Abstract
Abstract
Water injection has been used to increase oil recovery since the late 19th century. For over 100 years, the mechanisms behind this incremental oil recovery have been thought of as physical, i.e. the injection of water maintains reservoir pressure and sweeps the mobilised oil to the producing well. In the last decade this premise has been questioned and through the development of BP's LoSal™ EOR technology, it is now recognised that oil recovery through waterflooding also involves chemical processes and that modifying the brine chemistry of the injection water can significantly impact the observed recovery.
Several hypotheses regarding the mechanism involved with low salinity waterflooding have been discussed in the literature. In 2006, BP published a proposed mechanism for this phenomenon based upon multicomponent ion exchange (MIE) triggered by expansion of the electric double layer at the mineral surfaces that bind the oil.

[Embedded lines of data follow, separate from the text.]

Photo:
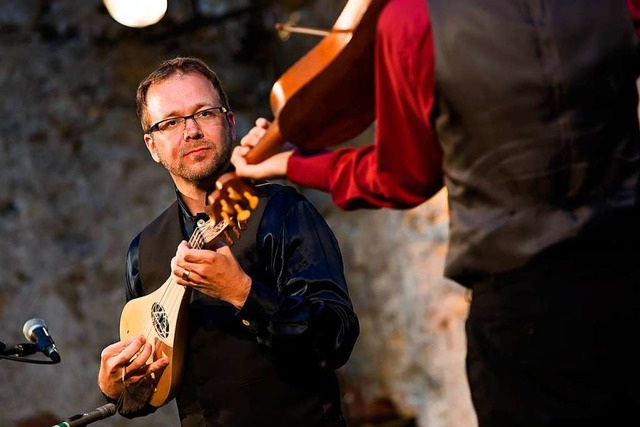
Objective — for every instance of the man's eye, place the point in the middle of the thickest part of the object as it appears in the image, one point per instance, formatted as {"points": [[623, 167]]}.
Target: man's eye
{"points": [[168, 124]]}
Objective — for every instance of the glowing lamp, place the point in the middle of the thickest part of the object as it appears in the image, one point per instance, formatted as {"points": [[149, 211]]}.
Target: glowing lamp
{"points": [[136, 13]]}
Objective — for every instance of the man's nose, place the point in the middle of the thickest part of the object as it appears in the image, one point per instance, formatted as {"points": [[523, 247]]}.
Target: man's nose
{"points": [[192, 128]]}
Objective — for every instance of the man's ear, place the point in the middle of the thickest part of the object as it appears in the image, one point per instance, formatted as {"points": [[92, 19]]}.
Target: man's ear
{"points": [[151, 146], [231, 119]]}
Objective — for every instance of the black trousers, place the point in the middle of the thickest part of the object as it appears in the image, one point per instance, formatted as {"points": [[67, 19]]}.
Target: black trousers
{"points": [[555, 346]]}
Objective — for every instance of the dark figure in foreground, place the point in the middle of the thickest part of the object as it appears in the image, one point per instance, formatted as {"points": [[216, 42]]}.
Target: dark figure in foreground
{"points": [[526, 111]]}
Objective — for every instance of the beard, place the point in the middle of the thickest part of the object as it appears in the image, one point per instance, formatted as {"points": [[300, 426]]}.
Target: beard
{"points": [[203, 171]]}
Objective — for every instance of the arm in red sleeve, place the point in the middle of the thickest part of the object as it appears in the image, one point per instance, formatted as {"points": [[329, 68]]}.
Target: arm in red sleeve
{"points": [[402, 168]]}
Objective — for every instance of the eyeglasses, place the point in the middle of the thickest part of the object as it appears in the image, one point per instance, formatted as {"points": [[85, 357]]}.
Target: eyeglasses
{"points": [[210, 116]]}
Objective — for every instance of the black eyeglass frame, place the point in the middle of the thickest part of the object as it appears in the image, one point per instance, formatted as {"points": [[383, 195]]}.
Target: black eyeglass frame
{"points": [[156, 127]]}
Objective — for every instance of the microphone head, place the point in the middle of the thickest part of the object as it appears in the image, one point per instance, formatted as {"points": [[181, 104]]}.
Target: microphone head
{"points": [[29, 328]]}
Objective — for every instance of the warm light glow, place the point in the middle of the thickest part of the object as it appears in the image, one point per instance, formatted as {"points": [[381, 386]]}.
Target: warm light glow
{"points": [[136, 13]]}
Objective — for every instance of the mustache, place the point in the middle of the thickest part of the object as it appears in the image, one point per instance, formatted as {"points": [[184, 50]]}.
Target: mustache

This paper describes on going research studies focused on advancing the understanding of these mechanisms using sophisticated physical chemistry techniques such as Small Angle Scattering using neutrons from the ILL facility in Grenoble, France and the ISIS facility at the Rutherford Appleton laboratory, UK and X-rays at the DIAMOND Light source, Oxon. These techniques are capable of measuring the thickness of any water layer at the mineral surface down to the Angstrom level.
Results to date provide some support for the BP published mechanism. They have shown the presence of a thin water layer and its variation with changes in the salinity of the water medium at model silica and clay-like surfaces, with attached (model) polar oil components, suspended in oils. Furthermore, the impact of cation-type on the water-layer thickness has also been demonstrated.